Why can you prove the continuity of $f(x) = \frac{x}{1+x²}$ with $\delta = \min \{ 2, \frac{\epsilon}{2} \} $?

Question

Let's take my question as an example. I just don't get it.

What does $\delta = \min \{ 2, \frac{\epsilon}{2} \} $ mean ? (especially 'min{}')

Answer 1

It turns out $\delta=\varepsilon/2$ is plenty in this particular case, so you don't need this sort of argument here.

A better example is to show that $f(x)=x^2$ is continuous at $1$. We do some algebra:

$$|f(1)-f(y)|=|1-y^2|=|1+y||1-y|.$$

Since this has a factor of $|1-y|$, the naive thing to do is to make $\delta$ depend linearly on $\varepsilon$. This has a problem: when $\varepsilon$ is large, $\delta$ will be too large, because $|1+y|$ will grow. For example, taking $\delta=\varepsilon/3$ will not work for $\varepsilon=300$, because for $y=101$ we get $|1-y^2|$ being something like $10000$.

So we need to keep $|1+y|$ moderately small, which we can do only by controlling $|1-y|$. One way is to require $|1-y|<1$ regardless of $\varepsilon$. This works because $|1-y|<1$ is equivalent to $0<y<2$, so we guarantee $1<1+y<3$ and in particular $|1+y|<3$.

This means that if we require $|1-y|<1$ then we have $|1-y^2|<3|1-y|$. We want this to be less than our given $\varepsilon$, so we further require $|1-y|<\varepsilon/3$ to get $|1-y^2|<3 \varepsilon/3 = \varepsilon$ as desired.

To get $|1-y|<1$ and $|1-y|<\varepsilon/3$, we take $\delta=\min \{ 1,\varepsilon/3 \}$.

Answer 2

What does $\delta = \min \{ 2, \frac{\epsilon}{2} \} $ mean ? (especially 'min{}')

$$\min\left\{ 2, \frac{\epsilon}{2}\right\}=\left\{\begin{array}{ccc}2&\text{if}&\epsilon\gt4\\\frac{\epsilon}{2}&\text{if}&\epsilon\leqslant4\end{array}\right.$$

Answer 3

Let $\epsilon>0$ be given.
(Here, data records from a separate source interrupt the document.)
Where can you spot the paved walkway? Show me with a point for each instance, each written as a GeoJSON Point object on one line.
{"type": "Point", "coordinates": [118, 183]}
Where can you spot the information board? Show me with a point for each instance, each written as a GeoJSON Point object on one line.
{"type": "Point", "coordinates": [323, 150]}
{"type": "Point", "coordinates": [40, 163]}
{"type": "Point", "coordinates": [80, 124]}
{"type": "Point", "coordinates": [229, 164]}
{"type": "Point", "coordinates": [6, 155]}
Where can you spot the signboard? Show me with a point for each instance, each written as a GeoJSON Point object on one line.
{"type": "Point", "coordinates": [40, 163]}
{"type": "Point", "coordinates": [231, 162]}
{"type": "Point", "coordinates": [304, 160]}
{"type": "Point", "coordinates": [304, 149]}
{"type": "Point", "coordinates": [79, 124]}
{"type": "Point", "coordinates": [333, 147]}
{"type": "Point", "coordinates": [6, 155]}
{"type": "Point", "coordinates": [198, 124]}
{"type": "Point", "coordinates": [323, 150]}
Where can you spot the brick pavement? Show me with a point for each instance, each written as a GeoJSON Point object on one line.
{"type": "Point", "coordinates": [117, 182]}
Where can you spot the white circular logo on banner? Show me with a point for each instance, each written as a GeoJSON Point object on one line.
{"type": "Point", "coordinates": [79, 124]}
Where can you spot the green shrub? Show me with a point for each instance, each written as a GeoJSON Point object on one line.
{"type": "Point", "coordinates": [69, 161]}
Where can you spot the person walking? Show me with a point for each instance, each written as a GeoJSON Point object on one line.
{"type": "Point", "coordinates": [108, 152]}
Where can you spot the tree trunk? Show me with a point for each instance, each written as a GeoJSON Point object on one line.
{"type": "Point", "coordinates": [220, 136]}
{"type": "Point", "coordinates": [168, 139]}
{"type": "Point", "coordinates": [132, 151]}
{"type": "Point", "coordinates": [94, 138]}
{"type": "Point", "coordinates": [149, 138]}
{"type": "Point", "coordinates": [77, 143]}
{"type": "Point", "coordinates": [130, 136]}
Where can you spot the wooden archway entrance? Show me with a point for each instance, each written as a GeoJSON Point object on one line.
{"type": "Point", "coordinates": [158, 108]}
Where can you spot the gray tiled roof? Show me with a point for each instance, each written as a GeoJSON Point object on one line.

Choose $δ:=\min\{\frac\epsilon2,2\}$. Then:

$$\left|f(x)-f(x_0)\right|=\left|\frac{x}{1+x^2}-\frac{x_0}{1+{x_0}^2}\right|=$$

$$=\left|\frac{(xx_0-1)(x_0-x)}{(1+x^2)(1+{x_0}^2)}\right|<\delta\left|\frac{xx_0-1}{(1+x^2)(1+{x_0}^2)}\right|$$

Now let's show that for any $\delta: \space \left|\frac{xx_0-1}{(1+x^2)(1+{x_0}^2)}\right|<2$

( I'll show only $\frac{xx_0-1}{(1+x^2)(1+{x_0}^2)}<2$, it's not hard to show that it's $>-2$ )

$$\frac{xx_0-1}{(1+x^2)(1+{x_0}^2)}<\frac{(x_0+\delta)x_0-1}{(1+(x_0-\delta)^2)(1+{x_0}^2)}$$

Let's assume:

$$\frac{(x_0+\delta)x_0-1}{(1+(x_0-\delta)^2)(1+{x_0}^2)}>2$$

Then:

$$\frac{\delta^2(2x_0^2+2)-\delta(4x_0^3+5x_0)+(2x_0^4+3x_0^2+3)}{(1+(x_0-\delta)^2)(1+{x_0}^2)}<0$$

The denominator and numerator are always positive. Contradiction.

So $\left|\frac{xx_0-1}{(1+x^2)(1+{x_0}^2)}\right|<2$. Then:

$$\left|f(x)-f(x_0)\right|<\delta\left|\frac{xx_0-1}{(1+x^2)(1+{x_0}^2)}\right|<2\delta\leq\epsilon$$

Then if for $\epsilon>2$ we pick $\delta = 2$ and $\delta = \frac\epsilon2$ otherways the inequality holds.